The next variant is closer to the original but with the twist that each member of The Crew only picks a single Fix for the two Catches that are put in play. Sometimes your choice may require a little explanation, but the one who gets the best match to taking out both obstacles gets away with the Score.
Another variant put in the rulebook is called “Larceny with a Twist.” This version is sort of like “Larceny Advanced” where The Crew first places a Fix card by 1 Catch card, face down. The Boss then takes the pile that is smaller (or picks in the case of a tie) and chooses one of those Fixes to no longer make that a weakness of the Catch. So, for example, the Local Law Enforcement Catch might also be equipped with Tigers (it could happen) and so obviously are a bit tougher to get around than before. From there, The Crew once again must play Fix cards to bypass the new, upgraded security. A special bonus point is given to the player who played the Fix card that the Boss uses to modify the Catch.

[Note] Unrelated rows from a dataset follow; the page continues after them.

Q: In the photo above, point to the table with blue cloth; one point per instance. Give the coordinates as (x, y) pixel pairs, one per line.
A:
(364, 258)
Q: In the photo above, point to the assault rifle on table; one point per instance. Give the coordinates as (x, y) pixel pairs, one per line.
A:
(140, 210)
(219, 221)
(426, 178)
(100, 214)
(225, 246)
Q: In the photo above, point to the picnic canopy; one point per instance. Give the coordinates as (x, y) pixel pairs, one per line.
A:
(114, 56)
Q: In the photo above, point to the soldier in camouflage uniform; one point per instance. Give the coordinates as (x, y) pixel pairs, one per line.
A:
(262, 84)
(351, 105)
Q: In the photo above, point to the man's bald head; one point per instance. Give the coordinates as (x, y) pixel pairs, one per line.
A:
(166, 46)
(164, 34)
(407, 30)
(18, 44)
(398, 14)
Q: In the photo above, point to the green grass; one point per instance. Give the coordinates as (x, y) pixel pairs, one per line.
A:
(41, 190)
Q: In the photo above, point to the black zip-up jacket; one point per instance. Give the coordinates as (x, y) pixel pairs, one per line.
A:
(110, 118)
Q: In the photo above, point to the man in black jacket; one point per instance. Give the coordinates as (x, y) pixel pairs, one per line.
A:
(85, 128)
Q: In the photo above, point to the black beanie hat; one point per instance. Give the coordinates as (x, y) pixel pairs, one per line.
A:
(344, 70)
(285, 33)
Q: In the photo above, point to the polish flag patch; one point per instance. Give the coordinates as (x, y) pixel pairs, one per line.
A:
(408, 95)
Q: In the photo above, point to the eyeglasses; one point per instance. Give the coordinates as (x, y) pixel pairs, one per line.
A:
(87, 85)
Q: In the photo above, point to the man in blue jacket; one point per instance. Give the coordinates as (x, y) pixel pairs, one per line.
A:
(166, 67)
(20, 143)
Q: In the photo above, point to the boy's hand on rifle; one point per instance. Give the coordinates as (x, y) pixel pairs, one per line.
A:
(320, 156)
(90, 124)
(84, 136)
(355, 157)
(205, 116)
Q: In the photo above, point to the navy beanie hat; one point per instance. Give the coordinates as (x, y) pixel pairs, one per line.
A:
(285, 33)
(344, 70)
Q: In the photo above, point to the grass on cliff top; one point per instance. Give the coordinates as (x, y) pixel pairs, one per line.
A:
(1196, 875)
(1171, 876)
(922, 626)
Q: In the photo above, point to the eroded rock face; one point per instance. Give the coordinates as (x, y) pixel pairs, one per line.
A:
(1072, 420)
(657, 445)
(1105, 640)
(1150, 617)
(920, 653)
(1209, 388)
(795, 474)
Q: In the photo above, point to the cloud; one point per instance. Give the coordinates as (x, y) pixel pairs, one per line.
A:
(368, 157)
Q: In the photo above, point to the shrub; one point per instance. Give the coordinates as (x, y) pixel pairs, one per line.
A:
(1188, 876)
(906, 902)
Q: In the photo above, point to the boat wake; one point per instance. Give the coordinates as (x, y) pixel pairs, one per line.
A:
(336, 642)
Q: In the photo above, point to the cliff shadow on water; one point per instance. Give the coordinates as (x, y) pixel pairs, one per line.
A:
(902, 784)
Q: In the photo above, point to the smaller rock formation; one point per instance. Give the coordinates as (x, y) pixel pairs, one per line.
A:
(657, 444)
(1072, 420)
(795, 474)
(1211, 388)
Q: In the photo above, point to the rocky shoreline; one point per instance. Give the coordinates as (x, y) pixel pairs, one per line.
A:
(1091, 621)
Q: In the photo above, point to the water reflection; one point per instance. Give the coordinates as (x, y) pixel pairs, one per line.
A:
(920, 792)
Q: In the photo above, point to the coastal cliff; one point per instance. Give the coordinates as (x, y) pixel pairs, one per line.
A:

The final version of Larceny in the rulebook sent to me is more about group storytelling than it is about scoring points and winning a game. Here, the whole Crew must work together with the cards in-hand to try and bypass the 8 Catch cards the Boss plays. It’s then up to the Boss to decide if the plan was good enough. As mentioned, this one’s more about fun and coming up with weird and wacky ideas than it is “we get the loot or we don’t.” But hey, that’s half the fun anyway.
The cards for Larceny are very creative. None of the card are repeated, which is quite a thing considering there’s over 260 cards in the game. Each one also has a little flavor text underneath it. All of those are rather unique as well, either giving you a little information about the item on the card (especially in the case of the cards in the Score deck) or some sort of little quip that’ll make you smile. I’m not quite sure how they came up with all of them. It’s all a bit impressive.
There are certainly plenty of things about Larceny to set it apart from other “party card games” out there, particularly with the various ways you can play the game. As-mentioned, my group liked the “best/worst laid plans” variety, but it really is up to you and your group as to how best to play the game. Waning Gibbous Games already has plans for themed expansions if their Kickstarter makes it, so even with the large variety of cards already, there’s the potential for much more. So go check out their campaign and maybe give ’em a couple bucks if you feel so inclined.